Selection and Training Session

a) (Solution of A.Ivanin, O.Volod'ko, A.Zhuk.) (Further we put $p_{n+1}=p_1$.) Let $p_k$ be the greatest number among all $p_i$ ($i=1,2,\dots ,n$). The condition $a^{p_i}\equiv 1(\mathrm{mod}{p}_{i+1})$ implies that $a$ and $p_i$ are relatively prime for all $i$. Then $a^{p_{k+1}-1}\equiv 1(\mathrm{mod}{p}_{k+1})$ by Little Fermat Theorem.

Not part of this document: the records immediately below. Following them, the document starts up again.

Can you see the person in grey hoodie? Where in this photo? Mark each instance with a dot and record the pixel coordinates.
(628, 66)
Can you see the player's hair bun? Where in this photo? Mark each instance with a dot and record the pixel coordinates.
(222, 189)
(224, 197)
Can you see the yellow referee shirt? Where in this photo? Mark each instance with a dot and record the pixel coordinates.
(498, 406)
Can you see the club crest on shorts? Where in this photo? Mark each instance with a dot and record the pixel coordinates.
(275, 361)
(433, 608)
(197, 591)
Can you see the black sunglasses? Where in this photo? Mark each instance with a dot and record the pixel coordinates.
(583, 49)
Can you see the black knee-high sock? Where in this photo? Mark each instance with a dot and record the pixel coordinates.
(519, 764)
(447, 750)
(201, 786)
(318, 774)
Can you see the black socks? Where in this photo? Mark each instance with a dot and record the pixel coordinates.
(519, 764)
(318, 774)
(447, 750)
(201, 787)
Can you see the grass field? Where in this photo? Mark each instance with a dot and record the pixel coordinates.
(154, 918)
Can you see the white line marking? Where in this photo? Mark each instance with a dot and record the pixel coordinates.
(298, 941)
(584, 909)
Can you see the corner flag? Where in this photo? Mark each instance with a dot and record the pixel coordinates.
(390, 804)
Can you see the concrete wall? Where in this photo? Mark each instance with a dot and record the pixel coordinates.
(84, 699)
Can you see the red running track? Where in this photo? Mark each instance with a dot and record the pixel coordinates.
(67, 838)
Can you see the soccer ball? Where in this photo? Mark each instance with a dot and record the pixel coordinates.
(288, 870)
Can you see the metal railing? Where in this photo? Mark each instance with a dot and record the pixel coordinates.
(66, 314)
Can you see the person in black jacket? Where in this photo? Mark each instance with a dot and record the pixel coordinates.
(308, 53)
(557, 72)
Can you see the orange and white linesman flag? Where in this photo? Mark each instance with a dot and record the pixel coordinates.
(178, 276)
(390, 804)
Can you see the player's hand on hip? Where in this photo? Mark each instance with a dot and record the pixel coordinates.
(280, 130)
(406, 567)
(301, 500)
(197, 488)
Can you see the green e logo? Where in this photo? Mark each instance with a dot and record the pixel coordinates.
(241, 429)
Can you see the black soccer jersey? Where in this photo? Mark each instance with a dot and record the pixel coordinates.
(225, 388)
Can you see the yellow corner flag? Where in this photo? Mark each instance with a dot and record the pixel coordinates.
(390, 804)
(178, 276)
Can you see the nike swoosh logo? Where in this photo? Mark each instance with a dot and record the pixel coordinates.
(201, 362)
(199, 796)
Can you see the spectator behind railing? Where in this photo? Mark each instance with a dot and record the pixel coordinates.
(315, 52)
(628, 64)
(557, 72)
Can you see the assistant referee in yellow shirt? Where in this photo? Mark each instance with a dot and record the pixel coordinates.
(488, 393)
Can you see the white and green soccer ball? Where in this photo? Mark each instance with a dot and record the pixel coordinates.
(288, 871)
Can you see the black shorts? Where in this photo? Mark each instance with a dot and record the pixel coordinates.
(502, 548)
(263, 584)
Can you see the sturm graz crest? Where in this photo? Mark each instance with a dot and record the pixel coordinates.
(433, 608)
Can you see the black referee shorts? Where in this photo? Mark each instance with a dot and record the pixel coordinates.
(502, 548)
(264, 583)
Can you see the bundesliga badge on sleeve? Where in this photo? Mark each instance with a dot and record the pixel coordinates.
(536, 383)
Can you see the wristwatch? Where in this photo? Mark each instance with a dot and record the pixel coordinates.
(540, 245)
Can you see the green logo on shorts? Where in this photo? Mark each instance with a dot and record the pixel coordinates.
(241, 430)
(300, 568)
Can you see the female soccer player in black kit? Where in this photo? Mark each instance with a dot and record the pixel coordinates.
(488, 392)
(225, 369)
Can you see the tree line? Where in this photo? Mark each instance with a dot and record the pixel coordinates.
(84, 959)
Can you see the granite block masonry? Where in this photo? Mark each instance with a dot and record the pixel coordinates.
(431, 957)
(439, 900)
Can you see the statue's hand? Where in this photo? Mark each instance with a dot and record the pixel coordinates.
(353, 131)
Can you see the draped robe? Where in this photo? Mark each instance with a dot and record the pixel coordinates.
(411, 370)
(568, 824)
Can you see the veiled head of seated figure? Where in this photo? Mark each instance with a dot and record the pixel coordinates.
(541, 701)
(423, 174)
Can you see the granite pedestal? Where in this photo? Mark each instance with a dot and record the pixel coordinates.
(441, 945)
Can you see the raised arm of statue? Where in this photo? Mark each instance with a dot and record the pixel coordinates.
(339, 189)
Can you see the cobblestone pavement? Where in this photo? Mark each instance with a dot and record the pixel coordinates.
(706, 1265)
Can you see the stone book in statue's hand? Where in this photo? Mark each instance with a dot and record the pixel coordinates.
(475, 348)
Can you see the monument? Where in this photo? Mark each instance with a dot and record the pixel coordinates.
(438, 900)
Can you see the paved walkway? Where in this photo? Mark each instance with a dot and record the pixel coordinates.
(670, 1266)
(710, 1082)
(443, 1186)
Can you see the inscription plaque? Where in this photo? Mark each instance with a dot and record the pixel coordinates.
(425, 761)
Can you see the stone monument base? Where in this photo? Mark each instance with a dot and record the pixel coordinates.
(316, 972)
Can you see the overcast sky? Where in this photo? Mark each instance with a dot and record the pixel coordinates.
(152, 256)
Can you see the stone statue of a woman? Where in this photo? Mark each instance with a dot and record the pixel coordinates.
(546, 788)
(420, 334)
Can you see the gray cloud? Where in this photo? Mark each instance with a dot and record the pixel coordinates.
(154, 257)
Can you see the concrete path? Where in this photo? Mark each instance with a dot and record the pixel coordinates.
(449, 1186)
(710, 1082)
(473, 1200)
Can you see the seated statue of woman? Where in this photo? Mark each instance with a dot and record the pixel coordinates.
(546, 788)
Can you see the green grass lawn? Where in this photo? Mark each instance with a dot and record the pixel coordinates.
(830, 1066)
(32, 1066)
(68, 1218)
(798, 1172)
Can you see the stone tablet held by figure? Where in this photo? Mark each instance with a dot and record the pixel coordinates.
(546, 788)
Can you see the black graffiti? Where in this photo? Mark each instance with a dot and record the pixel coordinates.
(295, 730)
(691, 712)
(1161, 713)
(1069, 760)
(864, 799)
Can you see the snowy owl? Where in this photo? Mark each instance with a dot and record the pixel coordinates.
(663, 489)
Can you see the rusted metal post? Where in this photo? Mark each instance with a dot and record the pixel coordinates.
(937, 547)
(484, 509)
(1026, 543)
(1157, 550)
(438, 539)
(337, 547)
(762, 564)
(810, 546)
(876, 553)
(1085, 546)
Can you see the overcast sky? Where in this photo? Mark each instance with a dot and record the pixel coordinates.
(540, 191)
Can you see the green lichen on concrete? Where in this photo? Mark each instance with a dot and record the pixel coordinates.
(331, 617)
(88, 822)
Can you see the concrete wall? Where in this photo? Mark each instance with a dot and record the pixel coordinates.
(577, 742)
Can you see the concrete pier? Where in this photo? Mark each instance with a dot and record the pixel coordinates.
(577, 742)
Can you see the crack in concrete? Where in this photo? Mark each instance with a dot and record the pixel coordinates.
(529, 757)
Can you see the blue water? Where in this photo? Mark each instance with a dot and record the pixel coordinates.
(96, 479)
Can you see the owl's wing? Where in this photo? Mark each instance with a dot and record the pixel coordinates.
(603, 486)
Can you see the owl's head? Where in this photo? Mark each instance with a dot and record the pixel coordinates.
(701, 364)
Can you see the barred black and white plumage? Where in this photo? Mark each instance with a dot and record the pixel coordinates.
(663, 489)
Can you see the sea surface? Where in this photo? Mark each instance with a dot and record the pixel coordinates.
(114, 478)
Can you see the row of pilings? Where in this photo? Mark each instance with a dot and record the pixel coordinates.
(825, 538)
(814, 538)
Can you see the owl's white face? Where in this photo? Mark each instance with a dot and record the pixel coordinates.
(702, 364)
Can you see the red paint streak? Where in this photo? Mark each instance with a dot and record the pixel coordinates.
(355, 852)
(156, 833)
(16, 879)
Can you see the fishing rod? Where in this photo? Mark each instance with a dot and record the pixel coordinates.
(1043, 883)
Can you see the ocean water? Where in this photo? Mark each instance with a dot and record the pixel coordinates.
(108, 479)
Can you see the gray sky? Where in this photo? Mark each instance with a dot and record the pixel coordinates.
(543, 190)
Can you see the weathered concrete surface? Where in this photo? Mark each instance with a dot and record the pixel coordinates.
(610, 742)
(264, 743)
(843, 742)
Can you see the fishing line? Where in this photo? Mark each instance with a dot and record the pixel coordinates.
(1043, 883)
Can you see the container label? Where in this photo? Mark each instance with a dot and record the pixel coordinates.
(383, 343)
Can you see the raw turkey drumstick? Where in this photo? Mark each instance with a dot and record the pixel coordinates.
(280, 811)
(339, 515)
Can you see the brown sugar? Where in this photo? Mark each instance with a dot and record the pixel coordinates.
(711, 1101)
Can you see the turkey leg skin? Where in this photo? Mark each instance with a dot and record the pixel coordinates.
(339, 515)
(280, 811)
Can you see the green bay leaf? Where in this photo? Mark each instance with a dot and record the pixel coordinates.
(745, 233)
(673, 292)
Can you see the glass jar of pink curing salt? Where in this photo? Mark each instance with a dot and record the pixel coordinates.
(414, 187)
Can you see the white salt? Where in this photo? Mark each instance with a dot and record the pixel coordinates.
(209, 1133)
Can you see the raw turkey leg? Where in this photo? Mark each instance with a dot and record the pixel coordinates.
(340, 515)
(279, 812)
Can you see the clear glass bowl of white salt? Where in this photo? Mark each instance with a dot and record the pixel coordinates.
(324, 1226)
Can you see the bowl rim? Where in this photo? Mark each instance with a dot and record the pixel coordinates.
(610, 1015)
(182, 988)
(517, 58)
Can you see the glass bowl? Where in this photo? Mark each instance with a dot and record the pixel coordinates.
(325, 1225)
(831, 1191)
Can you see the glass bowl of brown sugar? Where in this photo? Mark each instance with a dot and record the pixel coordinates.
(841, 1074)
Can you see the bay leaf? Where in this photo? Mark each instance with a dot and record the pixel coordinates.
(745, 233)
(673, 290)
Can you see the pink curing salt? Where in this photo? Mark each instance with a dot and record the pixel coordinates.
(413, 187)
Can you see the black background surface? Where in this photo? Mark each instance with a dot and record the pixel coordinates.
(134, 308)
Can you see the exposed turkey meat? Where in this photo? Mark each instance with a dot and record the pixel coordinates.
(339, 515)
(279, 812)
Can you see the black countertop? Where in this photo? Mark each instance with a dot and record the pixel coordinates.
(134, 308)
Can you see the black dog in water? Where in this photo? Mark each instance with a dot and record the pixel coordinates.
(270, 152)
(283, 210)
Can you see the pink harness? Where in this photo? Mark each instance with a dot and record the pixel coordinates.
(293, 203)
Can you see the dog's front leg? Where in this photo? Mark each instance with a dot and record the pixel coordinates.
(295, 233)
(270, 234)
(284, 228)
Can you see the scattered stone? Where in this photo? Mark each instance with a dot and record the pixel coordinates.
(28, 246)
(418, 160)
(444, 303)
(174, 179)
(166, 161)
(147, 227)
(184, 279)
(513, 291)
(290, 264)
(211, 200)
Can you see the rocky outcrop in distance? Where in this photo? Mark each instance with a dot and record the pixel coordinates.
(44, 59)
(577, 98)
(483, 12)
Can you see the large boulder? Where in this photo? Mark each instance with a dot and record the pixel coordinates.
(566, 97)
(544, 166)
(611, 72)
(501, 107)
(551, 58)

Since, by the problem condition, $a^{p_k}\equiv 1(\mathrm{mod}{p}_{k+1})$, we also have $a^d\equiv 1(\mathrm{mod}{p}_{k+1})$ where $d=\text{GCD}(p_{k+1}-1,p_k)$. But from $d\mid p_k$ it follows that $d=p_k$ or $d=1$. If $d=p_k$ then $p_{k+1}-1\ge p_k$, $p_{k+1}>p_k$, a contradiction. Hence $d=1$ and $a\equiv 1(\mathrm{mod}{p}_{k+1})$, q.e.d.

b) Take any prime $p_1$. By the Dirichlet theorem, we can choose a sequence of primes $p_1,\dots ,p_n$ such that $p_2-1\mid p_1,p_3-1\mid p_2,\dots ,p_n-1\mid p_{n-1}$.

Let $p_{k+1}-1=p_k{b}_{k+1}$, $k=1,\dots ,n-1$. Further, choose for any $l=2,\dots ,n$ a primitive root $x_l(\mathrm{mod}{p}_l)$ and set $a_k=x_k^{b_k}$. In particular, $a_{k+1}\not\equiv 1(\mathrm{mod}{p}_{k+1})$ and $a_{k+1}^{p_k}=x_{k+1}^{p_{k+1}-1}\equiv 1(\mathrm{mod}{p}_{k+1})$. Now by the Chinese Remainder Theorem, there exists an $a$ such that $a\equiv 1(\mathrm{mod}{p}_1)$ and $a\equiv a_{k+1}(\mathrm{mod}{p}_k)$ for $k=1,\dots ,n-1$. This $a$ satisfies the condition.